GitHub - MuditNautiyal-21/Data-Pulse: Catch silent data pipeline failures before your stakeholders do. Lightweight data quality engine with YAML-based checks, statistical anomaly detection, Slack alerting, and a health dashboard.

    ██████╗  █████╗ ████████╗ █████╗       ██████╗ ██╗   ██╗██╗     ███████╗███████╗
    ██╔══██╗██╔══██╗╚══██╔══╝██╔══██╗      ██╔══██╗██║   ██║██║     ██╔════╝██╔════╝
    ██║  ██║███████║   ██║   ███████║█████╗██████╔╝██║   ██║██║     ███████╗█████╗  
    ██║  ██║██╔══██║   ██║   ██╔══██║╚════╝██╔═══╝ ██║   ██║██║     ╚════██║██╔══╝  
    ██████╔╝██║  ██║   ██║   ██║  ██║      ██║     ╚██████╔╝███████╗███████║███████╗
    ╚═════╝ ╚═╝  ╚═╝   ╚═╝   ╚═╝  ╚═╝      ╚═╝      ╚═════╝ ╚══════╝╚══════╝╚══════╝

Catch silent data pipeline failures before your stakeholders do.

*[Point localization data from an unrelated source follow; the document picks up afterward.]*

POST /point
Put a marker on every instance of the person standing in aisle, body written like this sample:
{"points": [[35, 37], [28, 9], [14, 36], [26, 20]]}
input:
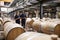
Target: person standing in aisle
{"points": [[23, 19], [17, 18]]}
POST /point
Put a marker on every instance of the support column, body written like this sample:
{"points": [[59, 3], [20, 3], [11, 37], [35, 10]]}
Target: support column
{"points": [[41, 10]]}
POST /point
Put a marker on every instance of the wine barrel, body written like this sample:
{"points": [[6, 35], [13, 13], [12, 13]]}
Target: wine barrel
{"points": [[12, 30], [29, 22], [33, 36], [50, 27], [36, 25], [5, 20]]}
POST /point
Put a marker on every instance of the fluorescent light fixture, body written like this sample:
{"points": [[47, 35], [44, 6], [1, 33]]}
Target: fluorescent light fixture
{"points": [[33, 1]]}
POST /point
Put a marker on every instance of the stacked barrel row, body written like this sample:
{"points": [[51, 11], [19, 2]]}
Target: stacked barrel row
{"points": [[50, 26], [13, 31]]}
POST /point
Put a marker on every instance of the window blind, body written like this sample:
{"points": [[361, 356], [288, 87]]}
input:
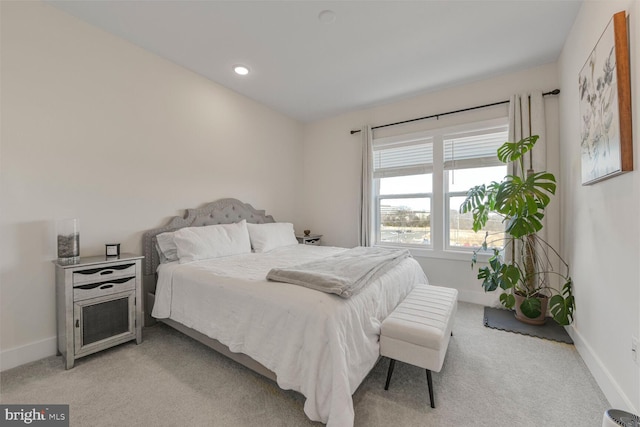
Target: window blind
{"points": [[474, 149], [402, 158]]}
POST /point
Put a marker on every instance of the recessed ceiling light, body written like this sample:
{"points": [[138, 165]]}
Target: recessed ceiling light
{"points": [[327, 17], [241, 70]]}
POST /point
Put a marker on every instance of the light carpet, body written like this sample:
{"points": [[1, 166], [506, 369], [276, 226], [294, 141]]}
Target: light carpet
{"points": [[489, 378]]}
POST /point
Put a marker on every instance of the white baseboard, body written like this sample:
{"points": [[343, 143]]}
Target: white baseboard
{"points": [[489, 299], [27, 353], [612, 391]]}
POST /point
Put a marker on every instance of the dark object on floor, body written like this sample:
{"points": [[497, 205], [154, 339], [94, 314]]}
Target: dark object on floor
{"points": [[505, 320]]}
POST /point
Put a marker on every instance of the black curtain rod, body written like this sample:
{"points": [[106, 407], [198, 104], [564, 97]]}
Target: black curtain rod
{"points": [[553, 92]]}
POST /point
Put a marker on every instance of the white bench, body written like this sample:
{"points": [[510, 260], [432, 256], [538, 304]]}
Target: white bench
{"points": [[418, 330]]}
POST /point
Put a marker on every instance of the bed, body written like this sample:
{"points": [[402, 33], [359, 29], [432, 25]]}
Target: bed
{"points": [[316, 343]]}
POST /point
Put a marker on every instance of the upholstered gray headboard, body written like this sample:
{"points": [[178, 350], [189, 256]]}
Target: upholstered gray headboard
{"points": [[223, 211]]}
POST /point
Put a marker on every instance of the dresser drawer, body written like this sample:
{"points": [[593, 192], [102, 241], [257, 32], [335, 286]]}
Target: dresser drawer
{"points": [[100, 274], [107, 287]]}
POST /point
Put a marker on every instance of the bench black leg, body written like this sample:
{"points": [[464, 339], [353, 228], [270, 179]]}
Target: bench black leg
{"points": [[392, 364], [430, 384]]}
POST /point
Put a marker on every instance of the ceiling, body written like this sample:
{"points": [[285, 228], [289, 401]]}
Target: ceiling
{"points": [[370, 53]]}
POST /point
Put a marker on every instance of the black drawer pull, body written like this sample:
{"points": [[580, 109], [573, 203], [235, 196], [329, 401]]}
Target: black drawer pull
{"points": [[111, 269], [101, 285]]}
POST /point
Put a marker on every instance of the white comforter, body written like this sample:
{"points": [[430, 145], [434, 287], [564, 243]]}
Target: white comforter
{"points": [[318, 344]]}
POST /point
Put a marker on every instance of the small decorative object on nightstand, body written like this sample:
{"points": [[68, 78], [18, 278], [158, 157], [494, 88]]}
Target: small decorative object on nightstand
{"points": [[99, 302], [68, 240], [309, 239], [112, 250]]}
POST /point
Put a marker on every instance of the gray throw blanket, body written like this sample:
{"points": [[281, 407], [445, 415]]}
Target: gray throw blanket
{"points": [[343, 274]]}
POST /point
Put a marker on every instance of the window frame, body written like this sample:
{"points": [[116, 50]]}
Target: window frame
{"points": [[440, 197]]}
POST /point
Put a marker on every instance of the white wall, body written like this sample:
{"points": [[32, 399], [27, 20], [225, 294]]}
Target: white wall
{"points": [[332, 163], [601, 234], [96, 128]]}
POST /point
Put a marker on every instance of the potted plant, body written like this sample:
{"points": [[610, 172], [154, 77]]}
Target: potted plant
{"points": [[523, 268]]}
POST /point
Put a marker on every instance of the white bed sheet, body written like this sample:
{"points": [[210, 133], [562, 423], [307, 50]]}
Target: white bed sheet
{"points": [[318, 344]]}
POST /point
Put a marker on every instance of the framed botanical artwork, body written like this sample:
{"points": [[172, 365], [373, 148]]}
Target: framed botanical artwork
{"points": [[605, 105]]}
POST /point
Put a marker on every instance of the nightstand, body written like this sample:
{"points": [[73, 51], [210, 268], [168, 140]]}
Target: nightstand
{"points": [[311, 239], [99, 304]]}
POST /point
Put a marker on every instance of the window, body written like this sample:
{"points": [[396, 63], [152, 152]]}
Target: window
{"points": [[420, 181], [402, 173]]}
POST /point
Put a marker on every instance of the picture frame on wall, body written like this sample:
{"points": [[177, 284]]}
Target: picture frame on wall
{"points": [[605, 105]]}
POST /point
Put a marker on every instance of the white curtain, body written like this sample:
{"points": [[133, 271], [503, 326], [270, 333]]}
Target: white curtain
{"points": [[366, 197]]}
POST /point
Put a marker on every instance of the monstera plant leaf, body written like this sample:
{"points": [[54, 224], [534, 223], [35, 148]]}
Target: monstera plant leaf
{"points": [[512, 151], [523, 201], [480, 201]]}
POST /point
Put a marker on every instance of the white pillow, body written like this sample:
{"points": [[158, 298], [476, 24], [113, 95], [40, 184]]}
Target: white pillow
{"points": [[265, 237], [212, 241], [167, 249]]}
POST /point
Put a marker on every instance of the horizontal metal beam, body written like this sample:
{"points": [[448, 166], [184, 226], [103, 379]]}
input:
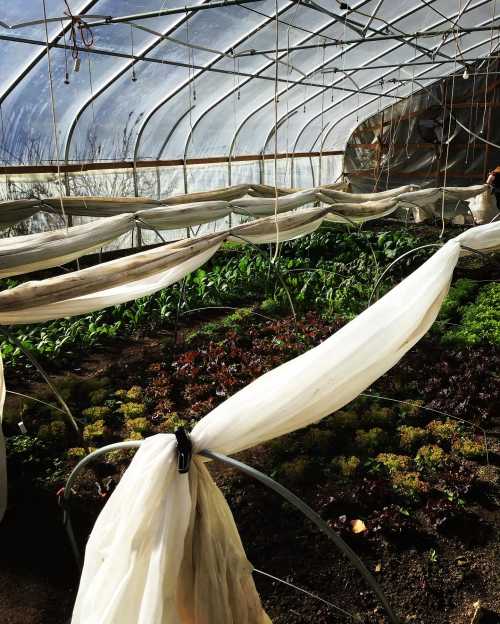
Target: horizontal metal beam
{"points": [[104, 20], [335, 70], [141, 164], [342, 42], [191, 66]]}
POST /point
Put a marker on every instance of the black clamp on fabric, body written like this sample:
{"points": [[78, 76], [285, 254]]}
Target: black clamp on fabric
{"points": [[184, 450]]}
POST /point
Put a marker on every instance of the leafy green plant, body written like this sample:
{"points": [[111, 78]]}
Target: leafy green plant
{"points": [[410, 438], [346, 466], [430, 457], [394, 463], [479, 321]]}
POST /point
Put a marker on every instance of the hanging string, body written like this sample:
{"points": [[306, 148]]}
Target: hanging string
{"points": [[134, 77], [322, 117], [276, 76], [470, 121], [91, 87], [488, 68], [66, 69], [447, 149], [78, 25], [54, 120]]}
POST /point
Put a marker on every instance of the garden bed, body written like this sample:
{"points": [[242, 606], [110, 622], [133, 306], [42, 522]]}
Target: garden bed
{"points": [[402, 472]]}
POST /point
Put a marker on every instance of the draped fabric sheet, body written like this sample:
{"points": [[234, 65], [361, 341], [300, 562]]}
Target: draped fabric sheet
{"points": [[14, 211], [484, 207], [426, 203], [24, 254], [164, 549]]}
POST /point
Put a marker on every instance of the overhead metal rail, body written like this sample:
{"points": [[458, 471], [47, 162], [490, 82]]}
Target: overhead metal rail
{"points": [[33, 63], [104, 20], [81, 167], [338, 121], [420, 34], [326, 88], [374, 81], [359, 107], [149, 59]]}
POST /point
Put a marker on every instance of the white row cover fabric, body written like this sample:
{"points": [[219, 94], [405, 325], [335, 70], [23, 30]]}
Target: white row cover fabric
{"points": [[24, 254], [159, 554], [14, 211], [484, 207], [33, 252]]}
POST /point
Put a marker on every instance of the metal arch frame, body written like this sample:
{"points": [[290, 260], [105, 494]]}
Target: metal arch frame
{"points": [[391, 69], [187, 82], [41, 54], [231, 91], [118, 75], [374, 99], [336, 55], [274, 129], [422, 50], [476, 45], [263, 478], [341, 101], [373, 15], [169, 135]]}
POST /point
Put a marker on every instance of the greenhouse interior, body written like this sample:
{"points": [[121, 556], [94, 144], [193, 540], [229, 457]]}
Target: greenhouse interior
{"points": [[249, 312]]}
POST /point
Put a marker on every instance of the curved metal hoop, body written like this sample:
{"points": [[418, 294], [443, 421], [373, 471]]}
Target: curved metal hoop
{"points": [[282, 491]]}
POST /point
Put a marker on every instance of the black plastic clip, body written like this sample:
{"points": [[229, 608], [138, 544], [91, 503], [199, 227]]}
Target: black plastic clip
{"points": [[184, 450]]}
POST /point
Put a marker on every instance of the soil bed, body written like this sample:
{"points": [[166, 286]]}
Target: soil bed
{"points": [[432, 542]]}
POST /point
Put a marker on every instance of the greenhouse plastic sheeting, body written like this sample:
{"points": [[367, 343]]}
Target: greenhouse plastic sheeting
{"points": [[191, 103], [408, 141]]}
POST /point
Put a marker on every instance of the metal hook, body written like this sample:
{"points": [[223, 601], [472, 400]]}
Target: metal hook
{"points": [[184, 450]]}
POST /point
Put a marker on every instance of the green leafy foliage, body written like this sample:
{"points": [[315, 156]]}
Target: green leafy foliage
{"points": [[479, 321], [332, 271]]}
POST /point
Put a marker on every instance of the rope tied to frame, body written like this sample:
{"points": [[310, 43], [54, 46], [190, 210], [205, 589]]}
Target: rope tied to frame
{"points": [[78, 25]]}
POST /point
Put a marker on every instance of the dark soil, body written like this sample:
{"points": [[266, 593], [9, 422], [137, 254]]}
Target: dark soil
{"points": [[434, 559]]}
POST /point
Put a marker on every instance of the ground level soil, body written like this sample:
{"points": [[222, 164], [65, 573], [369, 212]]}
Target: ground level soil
{"points": [[429, 576]]}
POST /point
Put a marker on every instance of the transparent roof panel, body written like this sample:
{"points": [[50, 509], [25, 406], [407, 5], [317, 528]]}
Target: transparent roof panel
{"points": [[200, 83]]}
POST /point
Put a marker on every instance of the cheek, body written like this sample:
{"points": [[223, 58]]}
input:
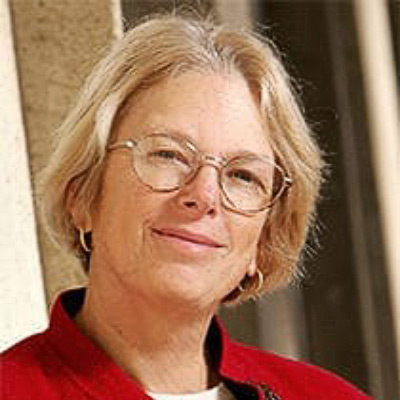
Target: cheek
{"points": [[247, 234]]}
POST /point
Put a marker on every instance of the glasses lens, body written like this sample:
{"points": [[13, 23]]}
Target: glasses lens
{"points": [[162, 162], [252, 184]]}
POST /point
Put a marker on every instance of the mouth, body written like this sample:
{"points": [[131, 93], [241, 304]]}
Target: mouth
{"points": [[187, 236]]}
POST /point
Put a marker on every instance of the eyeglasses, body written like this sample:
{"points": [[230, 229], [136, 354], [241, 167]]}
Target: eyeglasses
{"points": [[165, 163]]}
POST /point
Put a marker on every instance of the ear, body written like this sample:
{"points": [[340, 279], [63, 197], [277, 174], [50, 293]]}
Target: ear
{"points": [[80, 215], [252, 267]]}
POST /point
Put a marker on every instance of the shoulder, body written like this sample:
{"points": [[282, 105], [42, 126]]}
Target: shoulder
{"points": [[25, 368], [286, 374]]}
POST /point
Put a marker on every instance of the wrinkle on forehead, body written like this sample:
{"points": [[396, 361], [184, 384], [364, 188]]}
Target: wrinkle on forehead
{"points": [[213, 105]]}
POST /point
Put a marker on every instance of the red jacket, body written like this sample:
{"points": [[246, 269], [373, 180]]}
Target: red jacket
{"points": [[62, 363]]}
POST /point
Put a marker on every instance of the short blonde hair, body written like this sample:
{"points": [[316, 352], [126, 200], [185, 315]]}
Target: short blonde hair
{"points": [[149, 53]]}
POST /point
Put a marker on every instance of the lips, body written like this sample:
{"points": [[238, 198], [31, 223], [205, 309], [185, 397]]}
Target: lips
{"points": [[188, 236]]}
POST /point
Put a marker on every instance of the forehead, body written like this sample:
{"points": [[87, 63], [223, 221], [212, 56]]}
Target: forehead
{"points": [[216, 112]]}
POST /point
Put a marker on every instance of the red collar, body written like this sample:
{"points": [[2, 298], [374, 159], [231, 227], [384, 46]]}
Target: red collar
{"points": [[97, 374]]}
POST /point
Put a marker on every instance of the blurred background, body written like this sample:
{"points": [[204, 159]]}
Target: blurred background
{"points": [[344, 56]]}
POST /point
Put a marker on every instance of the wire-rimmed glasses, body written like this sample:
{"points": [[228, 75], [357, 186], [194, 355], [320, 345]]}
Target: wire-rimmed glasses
{"points": [[249, 183]]}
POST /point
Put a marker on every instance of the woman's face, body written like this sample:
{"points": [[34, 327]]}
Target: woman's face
{"points": [[182, 245]]}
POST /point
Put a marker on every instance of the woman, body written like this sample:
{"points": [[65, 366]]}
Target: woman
{"points": [[185, 178]]}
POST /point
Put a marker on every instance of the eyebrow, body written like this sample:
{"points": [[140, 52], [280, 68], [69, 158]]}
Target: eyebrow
{"points": [[183, 136]]}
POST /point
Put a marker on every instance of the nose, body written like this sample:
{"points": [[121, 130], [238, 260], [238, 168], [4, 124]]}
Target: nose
{"points": [[201, 195]]}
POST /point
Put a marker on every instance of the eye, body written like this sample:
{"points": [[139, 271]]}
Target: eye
{"points": [[169, 156], [245, 177]]}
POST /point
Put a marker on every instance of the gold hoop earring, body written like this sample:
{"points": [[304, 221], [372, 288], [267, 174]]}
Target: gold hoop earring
{"points": [[260, 282], [83, 240]]}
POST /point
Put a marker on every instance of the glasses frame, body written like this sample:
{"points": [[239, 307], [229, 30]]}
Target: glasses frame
{"points": [[203, 159]]}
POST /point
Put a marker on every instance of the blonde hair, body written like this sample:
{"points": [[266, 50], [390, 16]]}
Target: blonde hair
{"points": [[149, 53]]}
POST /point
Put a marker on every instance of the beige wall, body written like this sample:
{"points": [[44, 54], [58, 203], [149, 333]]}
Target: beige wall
{"points": [[57, 43], [53, 45]]}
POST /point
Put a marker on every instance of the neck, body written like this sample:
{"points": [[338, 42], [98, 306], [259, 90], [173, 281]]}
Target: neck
{"points": [[160, 345]]}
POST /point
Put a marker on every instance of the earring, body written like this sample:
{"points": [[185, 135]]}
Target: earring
{"points": [[260, 282], [83, 240]]}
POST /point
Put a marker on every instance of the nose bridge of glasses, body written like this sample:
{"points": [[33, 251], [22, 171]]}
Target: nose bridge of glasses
{"points": [[213, 161]]}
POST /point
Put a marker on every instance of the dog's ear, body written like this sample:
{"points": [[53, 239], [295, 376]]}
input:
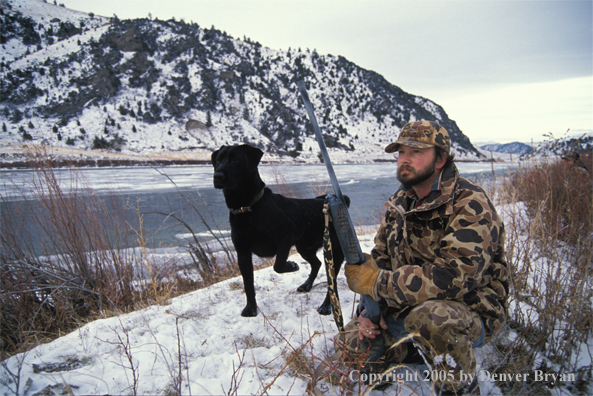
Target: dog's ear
{"points": [[253, 155], [213, 157]]}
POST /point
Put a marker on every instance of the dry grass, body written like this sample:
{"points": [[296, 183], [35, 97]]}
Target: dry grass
{"points": [[77, 266], [548, 218]]}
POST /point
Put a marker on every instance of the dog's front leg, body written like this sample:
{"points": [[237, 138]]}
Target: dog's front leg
{"points": [[246, 268], [281, 265]]}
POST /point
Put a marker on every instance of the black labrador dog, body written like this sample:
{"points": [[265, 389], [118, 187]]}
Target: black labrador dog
{"points": [[269, 224]]}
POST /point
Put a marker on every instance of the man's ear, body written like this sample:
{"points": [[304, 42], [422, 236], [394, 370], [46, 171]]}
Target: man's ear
{"points": [[441, 160]]}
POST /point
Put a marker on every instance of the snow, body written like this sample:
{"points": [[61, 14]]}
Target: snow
{"points": [[201, 341]]}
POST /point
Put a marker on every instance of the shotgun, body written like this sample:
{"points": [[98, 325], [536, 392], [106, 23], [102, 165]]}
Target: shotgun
{"points": [[339, 213]]}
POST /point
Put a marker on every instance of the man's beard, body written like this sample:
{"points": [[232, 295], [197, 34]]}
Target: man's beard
{"points": [[417, 177]]}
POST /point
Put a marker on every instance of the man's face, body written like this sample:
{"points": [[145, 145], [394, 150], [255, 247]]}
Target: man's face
{"points": [[414, 165]]}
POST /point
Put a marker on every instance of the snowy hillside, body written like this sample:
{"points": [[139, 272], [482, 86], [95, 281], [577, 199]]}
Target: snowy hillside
{"points": [[140, 86], [200, 344]]}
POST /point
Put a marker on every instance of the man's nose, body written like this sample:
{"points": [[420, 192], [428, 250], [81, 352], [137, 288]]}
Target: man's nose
{"points": [[403, 158]]}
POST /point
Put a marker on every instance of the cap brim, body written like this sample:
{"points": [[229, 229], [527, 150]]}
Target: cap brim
{"points": [[393, 147]]}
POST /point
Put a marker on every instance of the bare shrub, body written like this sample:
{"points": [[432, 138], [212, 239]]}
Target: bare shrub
{"points": [[548, 218]]}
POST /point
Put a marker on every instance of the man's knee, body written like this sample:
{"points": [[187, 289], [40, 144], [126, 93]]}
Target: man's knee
{"points": [[437, 321]]}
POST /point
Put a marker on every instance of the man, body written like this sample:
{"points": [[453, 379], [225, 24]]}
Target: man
{"points": [[438, 268]]}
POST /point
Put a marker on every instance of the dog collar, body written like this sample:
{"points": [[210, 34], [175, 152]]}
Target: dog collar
{"points": [[246, 209]]}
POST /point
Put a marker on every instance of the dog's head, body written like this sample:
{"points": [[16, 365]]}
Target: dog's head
{"points": [[235, 164]]}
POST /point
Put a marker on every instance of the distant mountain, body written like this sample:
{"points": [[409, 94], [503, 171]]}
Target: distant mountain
{"points": [[508, 148], [79, 80]]}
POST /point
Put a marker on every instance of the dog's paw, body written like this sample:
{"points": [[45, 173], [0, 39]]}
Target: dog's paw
{"points": [[305, 287], [249, 311], [289, 266], [324, 309]]}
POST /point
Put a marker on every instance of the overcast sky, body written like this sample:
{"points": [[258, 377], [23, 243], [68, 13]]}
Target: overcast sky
{"points": [[504, 70]]}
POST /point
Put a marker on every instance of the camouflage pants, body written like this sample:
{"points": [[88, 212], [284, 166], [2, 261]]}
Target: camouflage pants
{"points": [[444, 332]]}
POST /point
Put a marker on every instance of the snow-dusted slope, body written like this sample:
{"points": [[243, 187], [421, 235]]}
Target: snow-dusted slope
{"points": [[138, 86]]}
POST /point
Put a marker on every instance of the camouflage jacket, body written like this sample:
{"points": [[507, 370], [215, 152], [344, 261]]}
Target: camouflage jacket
{"points": [[451, 246]]}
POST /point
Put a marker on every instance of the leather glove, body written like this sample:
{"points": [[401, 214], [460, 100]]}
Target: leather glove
{"points": [[362, 279]]}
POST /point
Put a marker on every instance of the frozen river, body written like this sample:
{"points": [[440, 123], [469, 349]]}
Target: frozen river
{"points": [[186, 190]]}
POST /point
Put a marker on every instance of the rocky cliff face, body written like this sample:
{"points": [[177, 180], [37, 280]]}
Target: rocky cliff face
{"points": [[145, 84]]}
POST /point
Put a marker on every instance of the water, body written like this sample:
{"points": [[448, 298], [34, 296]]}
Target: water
{"points": [[159, 195]]}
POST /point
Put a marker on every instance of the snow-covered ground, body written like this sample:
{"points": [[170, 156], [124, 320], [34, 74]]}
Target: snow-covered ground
{"points": [[201, 340]]}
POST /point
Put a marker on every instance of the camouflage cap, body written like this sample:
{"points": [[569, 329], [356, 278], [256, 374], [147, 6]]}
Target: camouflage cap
{"points": [[422, 134]]}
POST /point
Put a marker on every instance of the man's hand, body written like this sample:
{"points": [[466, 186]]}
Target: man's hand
{"points": [[362, 279], [368, 329]]}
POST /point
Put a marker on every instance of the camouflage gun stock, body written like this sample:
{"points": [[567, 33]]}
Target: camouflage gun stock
{"points": [[340, 216]]}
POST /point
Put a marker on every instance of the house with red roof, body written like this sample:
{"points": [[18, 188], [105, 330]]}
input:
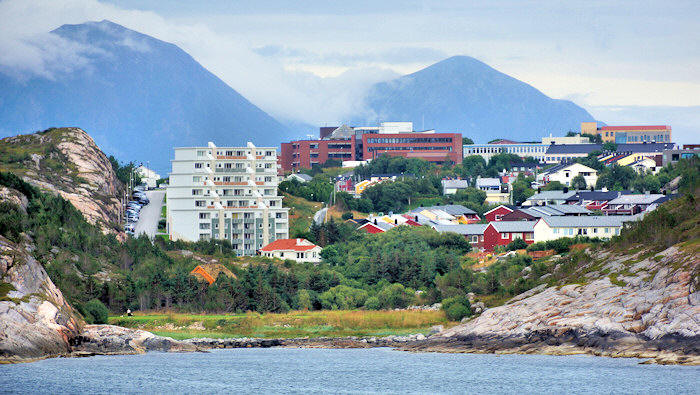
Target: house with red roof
{"points": [[300, 250]]}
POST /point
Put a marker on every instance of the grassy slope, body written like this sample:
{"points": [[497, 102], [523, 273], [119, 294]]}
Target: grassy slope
{"points": [[301, 213], [329, 323]]}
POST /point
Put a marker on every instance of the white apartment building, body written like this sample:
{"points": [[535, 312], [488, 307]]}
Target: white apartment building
{"points": [[226, 193]]}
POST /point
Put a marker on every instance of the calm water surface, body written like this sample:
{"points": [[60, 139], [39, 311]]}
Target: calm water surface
{"points": [[379, 370]]}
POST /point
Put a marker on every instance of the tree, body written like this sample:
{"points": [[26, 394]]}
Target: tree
{"points": [[578, 183], [554, 186], [609, 146]]}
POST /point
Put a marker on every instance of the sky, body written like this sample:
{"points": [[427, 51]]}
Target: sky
{"points": [[311, 61]]}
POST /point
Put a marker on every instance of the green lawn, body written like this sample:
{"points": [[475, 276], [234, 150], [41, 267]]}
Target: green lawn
{"points": [[327, 323]]}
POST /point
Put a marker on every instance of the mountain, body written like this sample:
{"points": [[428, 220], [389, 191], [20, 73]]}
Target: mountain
{"points": [[68, 163], [138, 96], [465, 95]]}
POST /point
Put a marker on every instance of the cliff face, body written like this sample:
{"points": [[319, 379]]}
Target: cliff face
{"points": [[644, 305], [35, 319], [67, 161]]}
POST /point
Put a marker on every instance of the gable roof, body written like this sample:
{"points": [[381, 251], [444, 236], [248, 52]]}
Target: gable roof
{"points": [[552, 195], [459, 184], [513, 226], [584, 222], [471, 229], [289, 245], [637, 199], [505, 206]]}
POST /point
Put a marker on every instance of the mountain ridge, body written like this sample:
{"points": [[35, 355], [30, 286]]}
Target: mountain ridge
{"points": [[466, 95], [139, 97]]}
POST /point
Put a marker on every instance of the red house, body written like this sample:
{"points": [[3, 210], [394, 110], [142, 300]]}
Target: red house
{"points": [[503, 232], [497, 213]]}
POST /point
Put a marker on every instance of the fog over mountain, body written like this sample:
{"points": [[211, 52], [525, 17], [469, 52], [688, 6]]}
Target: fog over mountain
{"points": [[465, 95], [137, 96]]}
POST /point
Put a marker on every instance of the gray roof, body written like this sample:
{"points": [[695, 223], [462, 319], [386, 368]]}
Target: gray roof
{"points": [[586, 221], [552, 195], [459, 184], [636, 199], [488, 182], [303, 176], [452, 209], [471, 229], [341, 133], [554, 149], [513, 226]]}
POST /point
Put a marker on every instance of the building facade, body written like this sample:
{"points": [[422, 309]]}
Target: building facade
{"points": [[227, 193], [629, 134], [353, 145]]}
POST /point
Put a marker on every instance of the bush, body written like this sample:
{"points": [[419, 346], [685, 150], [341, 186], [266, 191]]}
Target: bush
{"points": [[95, 312], [342, 297], [395, 296], [457, 308], [517, 244], [304, 301], [373, 303]]}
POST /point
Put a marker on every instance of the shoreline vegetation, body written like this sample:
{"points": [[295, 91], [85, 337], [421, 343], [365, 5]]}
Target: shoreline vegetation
{"points": [[293, 324]]}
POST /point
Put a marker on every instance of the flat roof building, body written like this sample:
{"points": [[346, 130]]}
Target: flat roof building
{"points": [[226, 193]]}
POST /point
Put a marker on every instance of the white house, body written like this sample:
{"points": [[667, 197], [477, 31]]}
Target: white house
{"points": [[564, 173], [555, 227], [148, 176], [300, 250], [301, 177], [450, 187]]}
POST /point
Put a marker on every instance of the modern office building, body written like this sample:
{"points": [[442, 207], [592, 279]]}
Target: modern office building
{"points": [[226, 193], [629, 134], [360, 143]]}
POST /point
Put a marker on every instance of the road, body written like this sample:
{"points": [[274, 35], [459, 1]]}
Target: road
{"points": [[320, 216], [150, 214]]}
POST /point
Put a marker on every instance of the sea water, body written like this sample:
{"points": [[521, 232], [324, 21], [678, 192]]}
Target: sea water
{"points": [[376, 370]]}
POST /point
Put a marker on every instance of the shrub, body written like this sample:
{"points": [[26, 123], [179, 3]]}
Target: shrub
{"points": [[96, 312], [457, 308], [395, 296], [373, 303], [342, 297], [304, 301], [517, 244]]}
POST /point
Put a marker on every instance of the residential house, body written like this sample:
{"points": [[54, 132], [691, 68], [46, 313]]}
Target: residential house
{"points": [[301, 177], [473, 233], [544, 198], [495, 214], [634, 204], [555, 227], [535, 212], [450, 187], [564, 173], [594, 200], [300, 250], [504, 232]]}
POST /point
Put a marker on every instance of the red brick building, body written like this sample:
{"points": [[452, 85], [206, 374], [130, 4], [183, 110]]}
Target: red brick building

Quick Start · Features · Architecture · Configuration

The Problem

Bad data costs companies $12.9 million per year (Gartner). Most data quality issues don't throw errors - they silently corrupt: null values creep into critical columns, duplicate records pile up, stale data gets served to dashboards, and nobody notices until the CEO asks "why does this number look wrong?"

The Solution

Data-Pulse is a lightweight, open-source data quality engine that:

Profiles your datasets automatically - row counts, null rates, distributions, data types
Runs checks defined in simple YAML - no Python required to add new rules
Detects anomalies using statistical methods (z-scores) against historical baselines
Alerts your team on Slack the moment something breaks
Displays health on a real-time dashboard - green, yellow, red at a glance

One command. Zero config databases. Works on CSV, Parquet, or any SQL source.

Screenshots

Dashboard

Pipeline health at a glance - overall score, pass/fail breakdown, check details

Slack Alerts

Real-time notifications with severity routing - critical vs warning

Terminal Output

Detailed check results with PASS/FAIL status and severity levels

Quick Start

Option A: Docker (Recommended)

git clone https://github.com/MuditNautiyal-21/Data-Pulse.git
cd Data-Pulse
docker-compose up --build

Open http://localhost:8000/dashboard - done.

Option B: Local Python

git clone https://github.com/MuditNautiyal-21/Data-Pulse.git
cd Data-Pulse

# Setup
python -m venv venv
source venv/bin/activate        # Windows: venv\Scripts\activate
pip install -r requirements.txt

# Generate sample data
python sample_data/generate_data.py

# Run all checks
python run.py

# Launch dashboard
uvicorn api.main:app --reload

Open http://localhost:8000/dashboard

Features

YAML-Defined Checks - No Code Required

checks:
  - name: "Order ID is unique"
    type: unique_check
    column: order_id
    severity: critical

  - name: "Amount is positive"
    type: value_check
    column: amount
    condition: "> 0"
    severity: warning

Anyone on your team can add quality rules without writing Python. Just edit a YAML file.

6 Built-in Check Types

Check Type	What It Catches	Example
`null_check`	Missing values	"order_id should never be empty"
`unique_check`	Duplicate records	"customer_id must be unique"
`value_check`	Out-of-range values	"amount must be > 0"
`accepted_values_check`	Invalid categories	"status must be completed, pending, shipped, or cancelled"
`freshness_check`	Stale or future dates	"order_date should not be in the future"
`row_count_check`	Missing data loads	"table must have at least 100 rows"

Auto-Profiling

Every run automatically profiles each data source:

Row and column counts
Null rates per column
Unique value counts
Min / Max / Mean for numeric columns
Data type detection

Statistical Anomaly Detection

Data-Pulse stores profile history in SQLite and uses z-score analysis to detect when today's data deviates significantly from the baseline. If your amount column usually has 2% nulls but today it's 15% - Data-Pulse flags it.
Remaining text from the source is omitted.